Lady Fowl Posted July 10, 2019 Posted July 10, 2019 To just put my two cents in. Myself and every other developer adds new content for free because we enjoy the server. I dont see a issue with meme titles if its tasteful and semi related to the topic, but the actual pr desc needs to be serious and explain what it does
Guest Marlon Phoenix Posted July 11, 2019 Posted July 11, 2019 1 hour ago, KingOfThePing said: If I was a developer Lol 51 minutes ago, DRagO said: the actual pr desc needs to be serious and explain what it does The title being related to the change would be good and the description wojld be so even better.
Skull132 Posted July 11, 2019 Posted July 11, 2019 5 hours ago, Marlon Phoenix said: The title being related to the change would be good and the description wojld be so even better. You've got the priorities mixed. The description is responsible for providing a good enough overview of the PR (both the technical aspects and the purpose) for the developers reviewing and maintainers merging to know what they're acting on. The title has no such responsibility and largely serves as a discriminator. Which is why the way we've conducted ourselves thus far is that offensive titles get changed by maintainers and lacking descriptions result in a PR being stone walled until updated or declined.

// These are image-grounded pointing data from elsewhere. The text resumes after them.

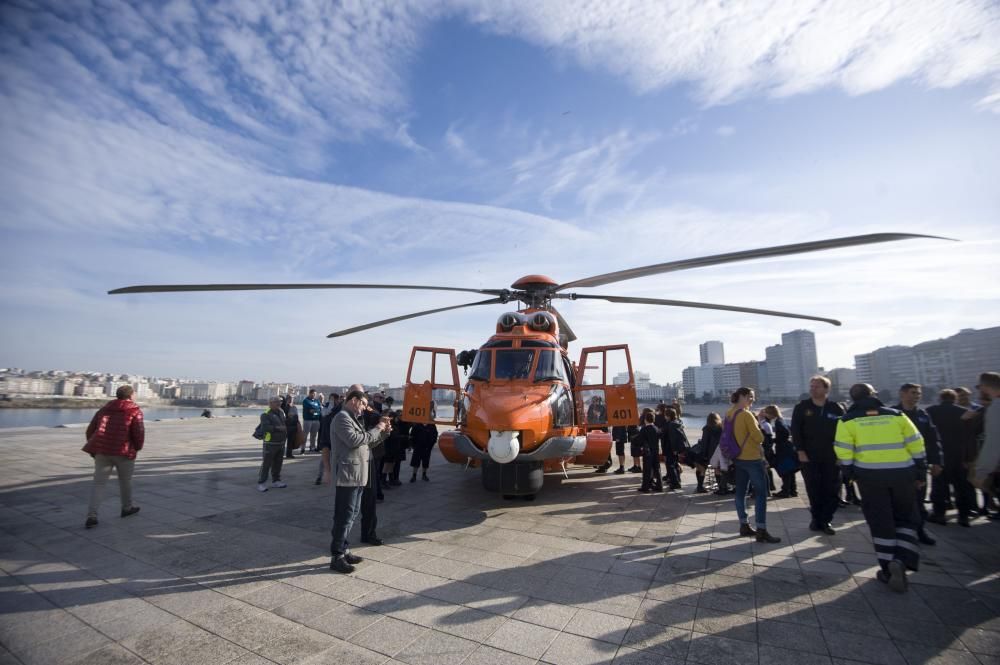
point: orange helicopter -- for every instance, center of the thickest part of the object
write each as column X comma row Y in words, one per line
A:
column 526, row 409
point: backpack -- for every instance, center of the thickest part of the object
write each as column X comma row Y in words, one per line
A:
column 727, row 442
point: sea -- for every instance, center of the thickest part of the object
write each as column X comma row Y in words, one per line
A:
column 70, row 417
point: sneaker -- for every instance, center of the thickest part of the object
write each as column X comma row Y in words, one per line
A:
column 764, row 537
column 340, row 565
column 897, row 576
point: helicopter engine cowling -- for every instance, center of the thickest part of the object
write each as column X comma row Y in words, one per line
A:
column 503, row 447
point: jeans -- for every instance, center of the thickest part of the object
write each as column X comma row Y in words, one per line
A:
column 751, row 472
column 103, row 464
column 311, row 428
column 271, row 462
column 823, row 485
column 347, row 505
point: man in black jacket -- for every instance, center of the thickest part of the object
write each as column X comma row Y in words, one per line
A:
column 959, row 448
column 909, row 404
column 814, row 426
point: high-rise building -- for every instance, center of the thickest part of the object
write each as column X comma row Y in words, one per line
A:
column 800, row 361
column 942, row 363
column 712, row 353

ben10083 Posted July 11, 2019 Posted July 11, 2019 I love meme PR titles, they bring a smile to my face, while also (usually) hinting at what the PR is. I feel the cons of enacting this suggestion outweigh the pro of not looking at desc to know what PR is.

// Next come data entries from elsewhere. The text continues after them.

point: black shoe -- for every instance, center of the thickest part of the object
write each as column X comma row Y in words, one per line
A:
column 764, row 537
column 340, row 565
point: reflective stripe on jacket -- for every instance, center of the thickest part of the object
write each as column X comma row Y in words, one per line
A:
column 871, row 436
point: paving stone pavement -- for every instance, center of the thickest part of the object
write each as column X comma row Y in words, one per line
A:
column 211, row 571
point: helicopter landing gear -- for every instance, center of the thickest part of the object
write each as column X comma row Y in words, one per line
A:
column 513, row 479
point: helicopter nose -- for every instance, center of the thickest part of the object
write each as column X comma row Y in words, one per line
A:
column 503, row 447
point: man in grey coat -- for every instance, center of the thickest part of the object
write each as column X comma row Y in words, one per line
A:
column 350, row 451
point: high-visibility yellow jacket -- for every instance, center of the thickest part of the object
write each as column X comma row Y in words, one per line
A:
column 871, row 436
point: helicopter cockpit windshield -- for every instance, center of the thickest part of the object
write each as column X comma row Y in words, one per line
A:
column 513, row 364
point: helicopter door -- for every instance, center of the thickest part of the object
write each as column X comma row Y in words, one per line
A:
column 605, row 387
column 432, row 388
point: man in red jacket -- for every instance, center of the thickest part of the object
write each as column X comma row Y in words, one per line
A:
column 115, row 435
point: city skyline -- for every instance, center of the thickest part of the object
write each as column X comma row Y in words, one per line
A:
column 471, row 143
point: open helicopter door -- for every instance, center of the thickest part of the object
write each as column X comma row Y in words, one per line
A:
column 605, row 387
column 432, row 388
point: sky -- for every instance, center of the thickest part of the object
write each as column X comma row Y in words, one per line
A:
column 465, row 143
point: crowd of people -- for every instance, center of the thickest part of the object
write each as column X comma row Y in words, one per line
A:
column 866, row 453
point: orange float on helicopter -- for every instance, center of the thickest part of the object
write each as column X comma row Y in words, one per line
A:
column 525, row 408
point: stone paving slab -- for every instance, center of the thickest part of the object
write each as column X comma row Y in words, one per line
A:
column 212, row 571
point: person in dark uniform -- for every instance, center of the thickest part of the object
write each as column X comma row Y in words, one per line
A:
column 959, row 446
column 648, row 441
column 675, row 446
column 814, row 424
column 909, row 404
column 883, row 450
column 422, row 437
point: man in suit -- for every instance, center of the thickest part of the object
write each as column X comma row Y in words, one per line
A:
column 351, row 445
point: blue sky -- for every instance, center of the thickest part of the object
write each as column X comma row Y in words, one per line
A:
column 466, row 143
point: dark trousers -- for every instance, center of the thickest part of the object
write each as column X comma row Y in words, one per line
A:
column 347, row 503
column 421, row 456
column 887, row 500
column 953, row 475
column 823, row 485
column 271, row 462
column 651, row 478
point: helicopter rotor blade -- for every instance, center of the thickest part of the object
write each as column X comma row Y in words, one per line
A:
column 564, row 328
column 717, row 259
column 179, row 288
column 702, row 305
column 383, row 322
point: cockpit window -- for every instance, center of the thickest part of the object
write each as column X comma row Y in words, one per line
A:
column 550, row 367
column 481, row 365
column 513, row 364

UnknownMurder Posted July 11, 2019 Posted July 11, 2019 As an Aurora non-developer but a having a computer science major in real world wandering around on GitHub once a while to see what's been changed, improved and removed. Funny PR titles do get me addicted and gives me the desire to read the PR description and sometimes the commit. I'm with @Scheveningen as a whole on this. Aurora Master Branch on GitHub is just like YouTube but without anime girls clickbaits. Give me a funny/meme/punny/MetalGearSolid/anime/otaku title and I'm more prone to reading your PR. @Kaed, due with all respect. I think you're just in a bad mood when reading the PRs and making this thread. Fun is allowed on GitHub and Aurora Station Forums. @KingOfThePing
KingOfThePing Posted July 11, 2019 Posted July 11, 2019 Yes. That's why I posted a clearly sarcastic picture. I fully agree with what you said.
Azande Posted July 12, 2019 Posted July 12, 2019 Yeah uh, as long as the changelog and the content of the PR is clear - the name is basically irrelevant. You can just quickly open a PR if you're confused.

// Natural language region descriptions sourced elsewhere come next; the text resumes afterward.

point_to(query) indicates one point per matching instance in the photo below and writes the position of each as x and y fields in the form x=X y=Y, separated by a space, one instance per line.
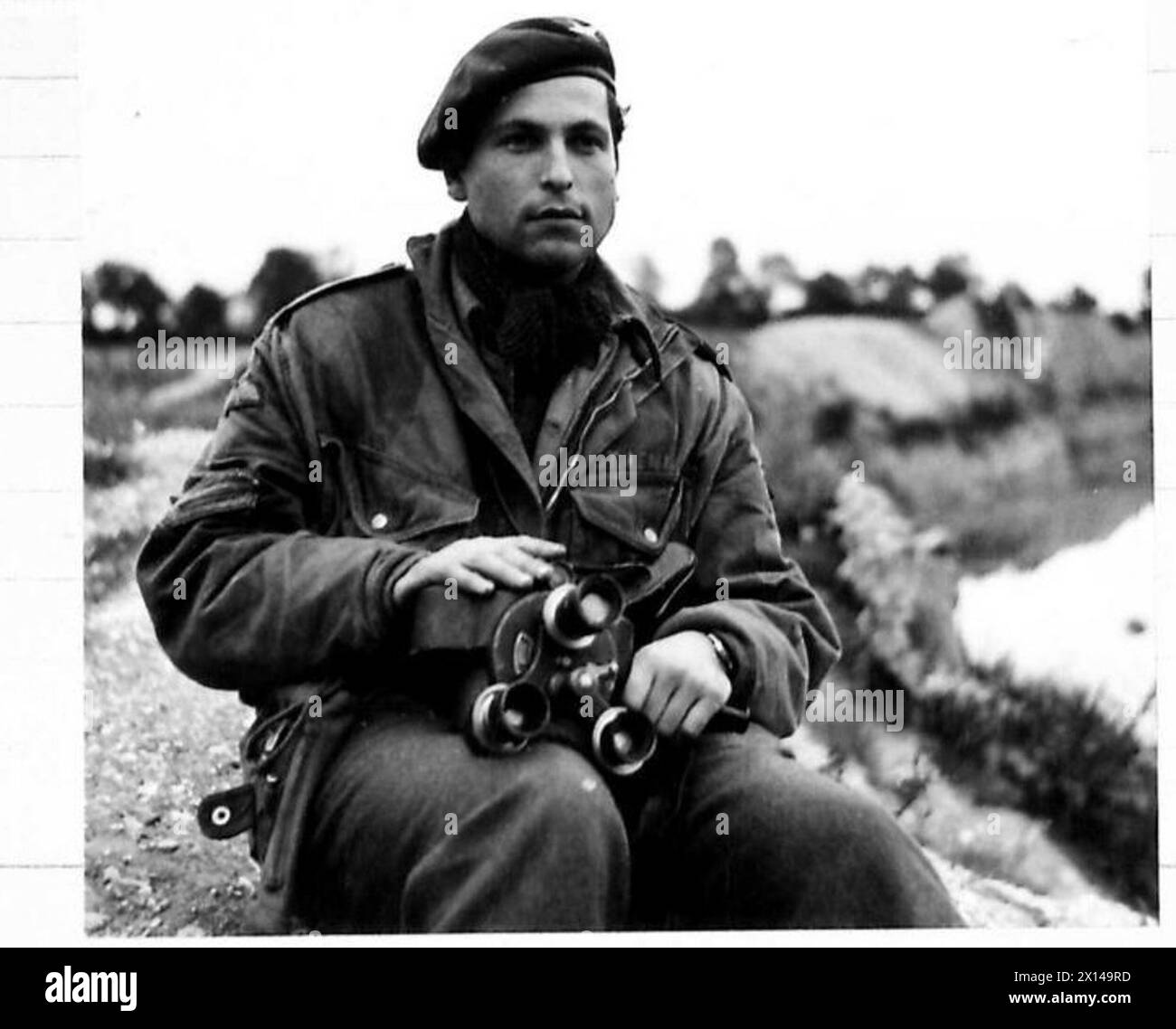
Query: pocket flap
x=214 y=493
x=642 y=521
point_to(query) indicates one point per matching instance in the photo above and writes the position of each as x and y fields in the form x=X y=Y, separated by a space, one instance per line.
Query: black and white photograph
x=624 y=469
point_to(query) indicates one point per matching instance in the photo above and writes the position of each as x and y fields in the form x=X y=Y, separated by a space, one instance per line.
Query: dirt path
x=156 y=743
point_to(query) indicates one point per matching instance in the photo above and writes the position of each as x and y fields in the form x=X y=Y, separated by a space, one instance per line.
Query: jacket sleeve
x=757 y=601
x=242 y=593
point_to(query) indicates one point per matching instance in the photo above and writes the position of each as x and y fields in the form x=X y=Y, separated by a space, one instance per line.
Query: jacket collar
x=635 y=321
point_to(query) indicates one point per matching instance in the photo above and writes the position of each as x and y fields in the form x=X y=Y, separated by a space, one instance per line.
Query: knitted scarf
x=526 y=320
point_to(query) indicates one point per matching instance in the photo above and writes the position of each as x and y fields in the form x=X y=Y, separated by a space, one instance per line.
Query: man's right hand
x=479 y=563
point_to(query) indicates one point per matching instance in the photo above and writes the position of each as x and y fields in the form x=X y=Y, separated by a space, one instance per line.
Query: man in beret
x=387 y=438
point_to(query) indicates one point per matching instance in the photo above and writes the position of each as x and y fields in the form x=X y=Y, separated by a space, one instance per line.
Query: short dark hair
x=615 y=122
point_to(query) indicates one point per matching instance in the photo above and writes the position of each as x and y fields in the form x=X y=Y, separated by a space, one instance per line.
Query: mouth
x=557 y=214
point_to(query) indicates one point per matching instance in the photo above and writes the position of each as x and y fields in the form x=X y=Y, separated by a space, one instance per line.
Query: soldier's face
x=541 y=180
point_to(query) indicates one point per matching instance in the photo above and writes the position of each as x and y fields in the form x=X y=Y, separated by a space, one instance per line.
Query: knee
x=559 y=801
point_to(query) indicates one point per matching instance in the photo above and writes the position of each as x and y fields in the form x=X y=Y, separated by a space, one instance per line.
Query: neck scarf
x=542 y=326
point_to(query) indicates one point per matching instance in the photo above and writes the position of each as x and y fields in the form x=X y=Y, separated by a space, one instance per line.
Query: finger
x=469 y=581
x=697 y=719
x=670 y=719
x=501 y=571
x=636 y=685
x=525 y=562
x=661 y=692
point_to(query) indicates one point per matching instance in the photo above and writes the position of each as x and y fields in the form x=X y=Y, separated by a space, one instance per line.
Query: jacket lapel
x=463 y=371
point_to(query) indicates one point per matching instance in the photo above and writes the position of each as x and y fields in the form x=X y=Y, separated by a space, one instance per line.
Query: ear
x=455 y=187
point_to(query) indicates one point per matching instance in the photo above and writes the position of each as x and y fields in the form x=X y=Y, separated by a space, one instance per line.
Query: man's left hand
x=678 y=684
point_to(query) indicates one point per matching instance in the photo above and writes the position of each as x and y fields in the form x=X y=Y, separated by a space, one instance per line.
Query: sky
x=839 y=134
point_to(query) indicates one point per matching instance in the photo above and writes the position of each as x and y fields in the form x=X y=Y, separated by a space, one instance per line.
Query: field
x=1004 y=473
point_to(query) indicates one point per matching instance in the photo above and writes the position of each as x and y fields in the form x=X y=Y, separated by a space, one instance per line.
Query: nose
x=556 y=169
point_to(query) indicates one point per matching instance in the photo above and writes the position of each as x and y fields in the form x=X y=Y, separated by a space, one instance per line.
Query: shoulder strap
x=334 y=286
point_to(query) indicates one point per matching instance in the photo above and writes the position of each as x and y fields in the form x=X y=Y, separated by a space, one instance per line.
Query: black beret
x=509 y=58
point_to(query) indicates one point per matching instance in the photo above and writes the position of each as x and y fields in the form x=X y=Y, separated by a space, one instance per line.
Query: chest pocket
x=611 y=527
x=384 y=496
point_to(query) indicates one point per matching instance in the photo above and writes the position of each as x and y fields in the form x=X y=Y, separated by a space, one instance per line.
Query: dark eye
x=517 y=140
x=588 y=141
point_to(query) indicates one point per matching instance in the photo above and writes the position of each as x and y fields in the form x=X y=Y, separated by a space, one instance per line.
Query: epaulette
x=706 y=351
x=337 y=285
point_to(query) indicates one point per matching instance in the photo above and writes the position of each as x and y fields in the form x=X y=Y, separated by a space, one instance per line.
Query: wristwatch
x=722 y=654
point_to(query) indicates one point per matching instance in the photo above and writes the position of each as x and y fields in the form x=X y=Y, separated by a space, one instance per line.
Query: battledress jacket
x=365 y=431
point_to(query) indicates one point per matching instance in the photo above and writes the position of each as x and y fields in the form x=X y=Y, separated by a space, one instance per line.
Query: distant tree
x=728 y=297
x=201 y=313
x=1080 y=301
x=646 y=277
x=122 y=301
x=1001 y=316
x=1124 y=323
x=781 y=286
x=874 y=286
x=830 y=294
x=951 y=275
x=285 y=273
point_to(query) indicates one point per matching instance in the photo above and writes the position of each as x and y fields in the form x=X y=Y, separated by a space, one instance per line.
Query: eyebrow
x=539 y=128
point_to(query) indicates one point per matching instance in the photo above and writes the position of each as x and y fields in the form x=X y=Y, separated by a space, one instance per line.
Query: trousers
x=411 y=832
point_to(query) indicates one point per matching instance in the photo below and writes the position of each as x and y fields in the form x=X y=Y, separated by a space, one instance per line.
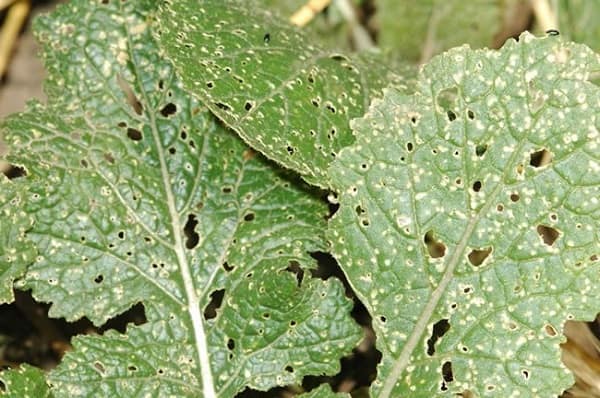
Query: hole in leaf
x=132 y=99
x=169 y=110
x=294 y=268
x=99 y=367
x=549 y=235
x=540 y=158
x=109 y=158
x=520 y=169
x=216 y=299
x=435 y=248
x=190 y=233
x=223 y=106
x=228 y=267
x=134 y=134
x=447 y=372
x=440 y=328
x=550 y=331
x=478 y=256
x=14 y=172
x=480 y=150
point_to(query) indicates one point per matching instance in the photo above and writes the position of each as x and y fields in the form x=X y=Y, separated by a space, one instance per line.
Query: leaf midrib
x=193 y=304
x=421 y=325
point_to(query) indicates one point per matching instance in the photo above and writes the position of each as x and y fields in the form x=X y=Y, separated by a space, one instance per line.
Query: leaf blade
x=449 y=174
x=139 y=195
x=282 y=94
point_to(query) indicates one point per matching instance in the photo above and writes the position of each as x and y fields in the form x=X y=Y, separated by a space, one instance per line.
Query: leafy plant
x=467 y=221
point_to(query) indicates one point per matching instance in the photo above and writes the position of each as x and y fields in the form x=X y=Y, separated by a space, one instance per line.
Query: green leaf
x=139 y=195
x=280 y=92
x=420 y=29
x=16 y=252
x=324 y=391
x=25 y=382
x=468 y=252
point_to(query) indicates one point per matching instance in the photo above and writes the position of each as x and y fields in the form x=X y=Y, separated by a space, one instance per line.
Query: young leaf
x=469 y=219
x=16 y=252
x=139 y=195
x=282 y=94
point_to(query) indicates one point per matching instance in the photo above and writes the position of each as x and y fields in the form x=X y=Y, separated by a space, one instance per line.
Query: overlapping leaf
x=281 y=93
x=139 y=195
x=469 y=219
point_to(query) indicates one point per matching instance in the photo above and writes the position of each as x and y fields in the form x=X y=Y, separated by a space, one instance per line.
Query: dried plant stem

Carver Posted July 17, 2019 Posted July 17, 2019 (edited) My only issue with the names is sometimes I click on it from the meme name, and assume that the contents within are influenced to further the 'intent' (even if not the genuine intent) of the title, and I have a naturally adverse reaction to it. Something says 'removes x', then within it goes 'changes x in y way' and I assume the intent of said change is to negatively affect/weaken/nerf x regardless from the title. Memes are fine, but let there be some clarity in intent present in the title itself. Otherwise it sets the precedent that I cannot accurately assume any measure of truth to be held in the titles of PRs. Edited July 17, 2019 by Carver Dumb thought, just make meme titles require an obligatory (/s) at the end of them.
Arrow768 Posted May 10, 2020 Posted May 10, 2020 Seconding Skull here and moving it to rejected policy suggestions. The description of the PR needs to explain what the PR is about. The title should be related or it will get changed by the maintainers.